Tam da kanalın açılacağı zaman karışmış ülke, iç savaş çıkmış. Binlerce insan ölmüş. Sonunda Kolombiya ve Panama birbirinden ayrılmış. Sonra ne mi olmuş? Amerika Birleşik Devletleri bölgeye demokrasi getireceğim demiş. Bir girmiş, pir girmiş. Yıllarca gitmemiş ülkeden. Birçok skandala imza atılmış bu süreçte. 2001 yılına kadar çeşitli gerekçelerle kanalın işletmesini Panama’ya teslim etmemiş. Ancak o sene yapılan bir anlaşmayla Panama Kanalı’nın bütün hakları Panama’ya geçmiş.
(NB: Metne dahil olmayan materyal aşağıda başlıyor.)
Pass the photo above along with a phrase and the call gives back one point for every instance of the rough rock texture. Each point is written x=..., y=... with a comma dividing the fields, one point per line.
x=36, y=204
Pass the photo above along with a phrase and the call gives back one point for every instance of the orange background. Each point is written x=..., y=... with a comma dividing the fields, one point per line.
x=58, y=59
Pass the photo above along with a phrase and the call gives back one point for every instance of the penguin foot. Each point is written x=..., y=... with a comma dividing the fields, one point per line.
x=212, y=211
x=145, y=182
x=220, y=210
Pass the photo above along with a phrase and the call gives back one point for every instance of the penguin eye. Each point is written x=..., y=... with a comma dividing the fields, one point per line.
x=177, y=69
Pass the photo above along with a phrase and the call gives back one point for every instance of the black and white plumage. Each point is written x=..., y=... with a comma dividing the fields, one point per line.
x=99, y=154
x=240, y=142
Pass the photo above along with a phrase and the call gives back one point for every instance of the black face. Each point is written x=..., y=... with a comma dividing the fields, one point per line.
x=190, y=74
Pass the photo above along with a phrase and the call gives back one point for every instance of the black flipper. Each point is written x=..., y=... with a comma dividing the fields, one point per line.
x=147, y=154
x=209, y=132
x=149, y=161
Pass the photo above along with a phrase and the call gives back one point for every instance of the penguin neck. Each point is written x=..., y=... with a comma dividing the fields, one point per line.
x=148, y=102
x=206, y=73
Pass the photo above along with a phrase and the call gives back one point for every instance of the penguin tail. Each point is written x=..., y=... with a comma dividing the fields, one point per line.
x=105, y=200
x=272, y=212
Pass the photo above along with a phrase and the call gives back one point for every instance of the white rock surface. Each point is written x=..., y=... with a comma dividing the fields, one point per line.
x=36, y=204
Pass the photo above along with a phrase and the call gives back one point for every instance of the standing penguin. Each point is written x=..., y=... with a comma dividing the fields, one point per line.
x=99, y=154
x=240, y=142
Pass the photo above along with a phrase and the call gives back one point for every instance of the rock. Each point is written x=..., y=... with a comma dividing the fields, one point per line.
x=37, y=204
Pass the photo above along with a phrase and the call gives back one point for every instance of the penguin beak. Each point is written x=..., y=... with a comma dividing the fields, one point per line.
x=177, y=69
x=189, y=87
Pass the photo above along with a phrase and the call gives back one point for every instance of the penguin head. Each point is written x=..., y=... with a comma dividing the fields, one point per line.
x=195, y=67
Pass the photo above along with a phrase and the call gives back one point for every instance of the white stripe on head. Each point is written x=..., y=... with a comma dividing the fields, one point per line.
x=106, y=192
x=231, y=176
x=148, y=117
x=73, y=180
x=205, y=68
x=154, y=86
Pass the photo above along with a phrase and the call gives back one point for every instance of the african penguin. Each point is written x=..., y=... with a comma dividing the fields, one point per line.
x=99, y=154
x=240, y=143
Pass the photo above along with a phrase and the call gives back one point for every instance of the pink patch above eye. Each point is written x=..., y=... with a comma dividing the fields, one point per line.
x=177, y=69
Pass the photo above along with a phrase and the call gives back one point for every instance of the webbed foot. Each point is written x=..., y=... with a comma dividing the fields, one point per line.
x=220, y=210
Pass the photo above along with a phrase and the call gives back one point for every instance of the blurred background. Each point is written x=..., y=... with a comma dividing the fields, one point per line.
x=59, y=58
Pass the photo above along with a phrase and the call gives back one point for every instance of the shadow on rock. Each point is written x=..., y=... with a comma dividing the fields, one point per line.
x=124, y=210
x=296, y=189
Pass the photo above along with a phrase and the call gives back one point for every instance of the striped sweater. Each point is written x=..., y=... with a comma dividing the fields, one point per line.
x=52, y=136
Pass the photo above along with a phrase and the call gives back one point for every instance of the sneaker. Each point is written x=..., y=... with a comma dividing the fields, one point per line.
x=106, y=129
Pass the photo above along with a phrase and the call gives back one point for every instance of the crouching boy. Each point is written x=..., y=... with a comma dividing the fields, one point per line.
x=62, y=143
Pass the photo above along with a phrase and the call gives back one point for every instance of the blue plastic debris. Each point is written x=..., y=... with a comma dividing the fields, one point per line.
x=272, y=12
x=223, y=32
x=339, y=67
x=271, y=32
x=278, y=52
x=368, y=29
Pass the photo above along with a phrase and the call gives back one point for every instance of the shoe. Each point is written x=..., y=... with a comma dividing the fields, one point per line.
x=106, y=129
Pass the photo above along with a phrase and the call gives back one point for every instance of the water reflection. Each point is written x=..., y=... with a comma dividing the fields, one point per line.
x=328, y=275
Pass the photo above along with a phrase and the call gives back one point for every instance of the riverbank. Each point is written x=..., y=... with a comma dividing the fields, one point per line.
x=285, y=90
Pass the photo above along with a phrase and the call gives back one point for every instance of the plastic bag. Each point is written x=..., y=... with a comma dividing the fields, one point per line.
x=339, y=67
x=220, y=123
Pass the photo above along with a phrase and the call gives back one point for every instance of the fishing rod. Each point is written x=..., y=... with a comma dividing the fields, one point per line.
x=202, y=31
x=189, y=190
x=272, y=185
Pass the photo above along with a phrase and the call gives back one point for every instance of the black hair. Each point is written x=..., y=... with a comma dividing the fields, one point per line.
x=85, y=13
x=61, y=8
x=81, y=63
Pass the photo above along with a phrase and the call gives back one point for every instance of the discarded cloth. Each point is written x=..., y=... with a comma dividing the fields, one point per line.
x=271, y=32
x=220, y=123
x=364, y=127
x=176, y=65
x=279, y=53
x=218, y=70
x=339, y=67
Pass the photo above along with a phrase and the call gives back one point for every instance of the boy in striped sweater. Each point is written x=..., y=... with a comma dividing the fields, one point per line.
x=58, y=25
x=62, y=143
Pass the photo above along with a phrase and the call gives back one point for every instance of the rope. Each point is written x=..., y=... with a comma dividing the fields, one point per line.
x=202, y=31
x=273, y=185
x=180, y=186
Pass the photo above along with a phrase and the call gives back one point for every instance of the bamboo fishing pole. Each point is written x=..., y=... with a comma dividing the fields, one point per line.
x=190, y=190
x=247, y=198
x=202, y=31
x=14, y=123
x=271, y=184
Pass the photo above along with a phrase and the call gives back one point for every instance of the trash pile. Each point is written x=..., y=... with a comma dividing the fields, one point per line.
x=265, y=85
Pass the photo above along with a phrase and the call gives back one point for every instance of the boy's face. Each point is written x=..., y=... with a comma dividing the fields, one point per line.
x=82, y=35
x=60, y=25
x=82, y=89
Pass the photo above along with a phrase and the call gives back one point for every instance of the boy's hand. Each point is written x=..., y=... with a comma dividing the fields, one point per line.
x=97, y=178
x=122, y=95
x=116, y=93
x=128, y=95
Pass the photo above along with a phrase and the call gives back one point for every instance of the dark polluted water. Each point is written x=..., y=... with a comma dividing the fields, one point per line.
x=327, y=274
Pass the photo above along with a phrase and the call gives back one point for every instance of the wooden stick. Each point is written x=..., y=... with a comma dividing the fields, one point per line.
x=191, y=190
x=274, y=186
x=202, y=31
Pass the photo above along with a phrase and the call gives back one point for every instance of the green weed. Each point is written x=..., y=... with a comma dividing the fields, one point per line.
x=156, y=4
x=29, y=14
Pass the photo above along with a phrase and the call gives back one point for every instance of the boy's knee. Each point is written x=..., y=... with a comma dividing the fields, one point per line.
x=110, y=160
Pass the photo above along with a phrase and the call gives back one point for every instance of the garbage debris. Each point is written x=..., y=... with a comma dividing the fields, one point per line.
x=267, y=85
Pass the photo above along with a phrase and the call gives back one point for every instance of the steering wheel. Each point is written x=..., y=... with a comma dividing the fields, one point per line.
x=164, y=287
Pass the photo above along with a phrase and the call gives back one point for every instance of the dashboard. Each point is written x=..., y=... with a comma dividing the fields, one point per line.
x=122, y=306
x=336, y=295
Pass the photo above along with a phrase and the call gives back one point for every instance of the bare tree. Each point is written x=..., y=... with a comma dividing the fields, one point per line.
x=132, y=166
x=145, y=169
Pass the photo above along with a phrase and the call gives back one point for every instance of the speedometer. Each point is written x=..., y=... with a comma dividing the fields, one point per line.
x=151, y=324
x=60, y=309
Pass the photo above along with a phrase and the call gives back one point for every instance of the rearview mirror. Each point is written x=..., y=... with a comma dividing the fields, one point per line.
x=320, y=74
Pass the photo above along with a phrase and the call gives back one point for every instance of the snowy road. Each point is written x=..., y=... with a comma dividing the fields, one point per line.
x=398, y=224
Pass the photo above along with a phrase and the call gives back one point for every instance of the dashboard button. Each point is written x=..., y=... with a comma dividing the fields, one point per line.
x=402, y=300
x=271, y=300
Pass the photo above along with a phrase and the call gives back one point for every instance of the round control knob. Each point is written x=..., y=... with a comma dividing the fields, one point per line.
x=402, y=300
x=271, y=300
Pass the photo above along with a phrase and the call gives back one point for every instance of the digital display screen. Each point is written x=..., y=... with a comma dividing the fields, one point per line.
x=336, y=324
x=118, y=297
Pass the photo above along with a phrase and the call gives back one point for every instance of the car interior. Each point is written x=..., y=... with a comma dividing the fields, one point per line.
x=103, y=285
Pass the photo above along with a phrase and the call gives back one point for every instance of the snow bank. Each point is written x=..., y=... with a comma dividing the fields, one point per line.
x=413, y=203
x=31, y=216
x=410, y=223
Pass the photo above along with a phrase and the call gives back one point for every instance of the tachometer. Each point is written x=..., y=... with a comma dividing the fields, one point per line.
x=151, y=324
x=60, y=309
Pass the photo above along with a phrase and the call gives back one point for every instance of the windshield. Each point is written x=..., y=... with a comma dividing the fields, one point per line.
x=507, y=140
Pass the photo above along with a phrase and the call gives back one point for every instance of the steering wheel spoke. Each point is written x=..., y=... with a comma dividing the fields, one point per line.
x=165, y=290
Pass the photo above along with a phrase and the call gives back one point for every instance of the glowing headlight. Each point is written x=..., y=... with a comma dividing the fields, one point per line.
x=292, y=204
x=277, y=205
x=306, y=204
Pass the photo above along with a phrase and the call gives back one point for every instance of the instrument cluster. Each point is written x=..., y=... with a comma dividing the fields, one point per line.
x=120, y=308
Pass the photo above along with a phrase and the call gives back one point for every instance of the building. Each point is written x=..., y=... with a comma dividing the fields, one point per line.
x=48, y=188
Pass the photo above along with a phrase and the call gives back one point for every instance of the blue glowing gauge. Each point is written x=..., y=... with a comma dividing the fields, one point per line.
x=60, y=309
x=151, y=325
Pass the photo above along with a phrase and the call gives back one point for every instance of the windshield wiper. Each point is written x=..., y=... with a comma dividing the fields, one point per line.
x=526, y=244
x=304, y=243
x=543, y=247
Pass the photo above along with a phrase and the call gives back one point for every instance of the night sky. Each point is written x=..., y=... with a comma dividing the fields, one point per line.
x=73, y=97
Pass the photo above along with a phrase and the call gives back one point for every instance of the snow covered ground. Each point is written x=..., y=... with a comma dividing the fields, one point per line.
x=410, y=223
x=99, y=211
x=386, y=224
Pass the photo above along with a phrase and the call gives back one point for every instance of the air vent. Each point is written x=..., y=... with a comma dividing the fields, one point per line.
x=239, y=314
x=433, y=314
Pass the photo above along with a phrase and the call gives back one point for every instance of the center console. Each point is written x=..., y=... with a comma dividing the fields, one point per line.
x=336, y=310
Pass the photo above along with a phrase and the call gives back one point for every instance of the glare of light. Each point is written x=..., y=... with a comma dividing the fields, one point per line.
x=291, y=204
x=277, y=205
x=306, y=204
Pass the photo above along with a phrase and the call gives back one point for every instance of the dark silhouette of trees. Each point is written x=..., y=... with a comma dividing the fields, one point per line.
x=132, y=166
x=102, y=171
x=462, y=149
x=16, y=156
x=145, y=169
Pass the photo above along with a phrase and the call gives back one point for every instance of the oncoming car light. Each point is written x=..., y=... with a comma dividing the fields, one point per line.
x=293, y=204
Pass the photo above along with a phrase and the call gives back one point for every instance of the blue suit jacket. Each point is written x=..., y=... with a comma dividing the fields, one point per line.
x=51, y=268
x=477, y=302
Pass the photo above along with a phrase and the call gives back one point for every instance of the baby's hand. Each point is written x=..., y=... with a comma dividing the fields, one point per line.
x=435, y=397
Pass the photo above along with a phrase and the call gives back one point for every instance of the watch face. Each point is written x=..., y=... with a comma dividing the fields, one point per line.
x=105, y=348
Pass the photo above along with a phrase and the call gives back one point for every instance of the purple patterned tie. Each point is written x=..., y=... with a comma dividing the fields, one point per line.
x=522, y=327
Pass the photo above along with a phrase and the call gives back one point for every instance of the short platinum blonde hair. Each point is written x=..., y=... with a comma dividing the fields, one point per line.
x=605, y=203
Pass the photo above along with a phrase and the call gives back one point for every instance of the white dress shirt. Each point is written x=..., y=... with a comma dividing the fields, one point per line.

Kanalın çalışma prensibi bir asansör gibi. Atlas Okyanusu’ndan Pasifik Okyanusu’na geçmek isteyen bir gemi, Panama Kanalı’nın kademeli havuzları ile aşama aşama su yolu boyunca ilerliyor. Bir süre sonra da Pasifik Okyanusu’nda yoluna devam ediyor.
Tam bir gösteri
Kanaldan ilk buharlı gemi 3 Ağustos 1914’te geçmiş. Kanalın iki okyanusun arasındaki mesafesi, 81.7 km. Kanal sadece su yoluyla sınırlı değil elbette. Müthiş bir pazarlama tekniği ile her bir geminin havuzdan havuza kanal boyunca ilerlemesini, dünyanın en heyecanlı macerasıymış havasına sokuyorlar. Kanala ilişkin her türlü hediyelikçiler, gemi geçişlerini saniye saniye hoparlörlerden anlatan çığırtkan edalı sunucular, alkışlar, çığlıklar… Sanırsınız ilk kez sizinle birlikte onlar da görüyor. Panama Interoceanic Canal Museum adlı bir de müze var gezebileceğiniz. Kanalda aynı zamanda limanlar, bunların tesisleri, dalgakıranlar, setler, havuzlar ve yapay göller de göreceksiniz.
Ne Yenir, Ne İçilir?
Panama’nın sağlıklı olduğu kadar iştah da açıcı bir mutfağı var.Dünyanın en önemli muz üreticileri arasında olduklarından mıdır bilemem ama Panama’da neredeyse tüm yemeklerde bol miktarda egzotik meyve kullanılıyor. Elbette balık da mutfağın vazgeçilmezi. Restoranlara gelince Casco Antiguo denilen Tarihi Şehir'de Caliope Restaurant, Casa casco ve Nomada var. Bu bölgedeki keyifli bir otel olan Central'in içindeki 7 Reinas’da da yemek yiyebilirsiniz. Casco Antigua bana göre şehrin en ilginç yeri. En çok zamanı oraya ayırın. Muhteşem koloniyel binalarla bezenmiş, kendinizi sanki o yıllardaymış hissedeceğiniz bir bölge. Tantalo, yerel dansçıların geldiği Diablo, Fransız mutfağı sunan Paulo Nani de Casco’daki keyifli mekanlardan. Bunun dışında Casa del marisco Acha deniz ürünlerini sevenler için ideal. La Vespa Pasifik kıyısındaki bir İtalyan restoranı ve Trump Kulesi'nde yer alıyor. Et sevenler Patagonia (San Francisco’da) ve Gaucho’ya (Bella Vista’da) uğrayın. Bambu; sushicilerin mekanı. Segunda Muelle, Peru mutfağı yapıyor. Donde Jose ise Panama mutfağı için doğru yer.
Nerede Kalınır?
Panama'ya gitmeyi düşünenler için otel önerilerimi paylaşayım: Central Hotel harika bir butik otel. Avenida Balboa'daki Hotel Hilton, Hotel Bristol, Hotel Golden Tower, Hotel Miramar Intercontinental, Hotel American Trade ve Hotel Trump’ı deneyebilirsiniz. American Trade Hotel’in ambiyansı çok güzel, kahvaltı veya kahve için gidebilirsiniz. İyi bir rehber arayanlara da Yuri Edgardo Torres'i tavsiye ederim.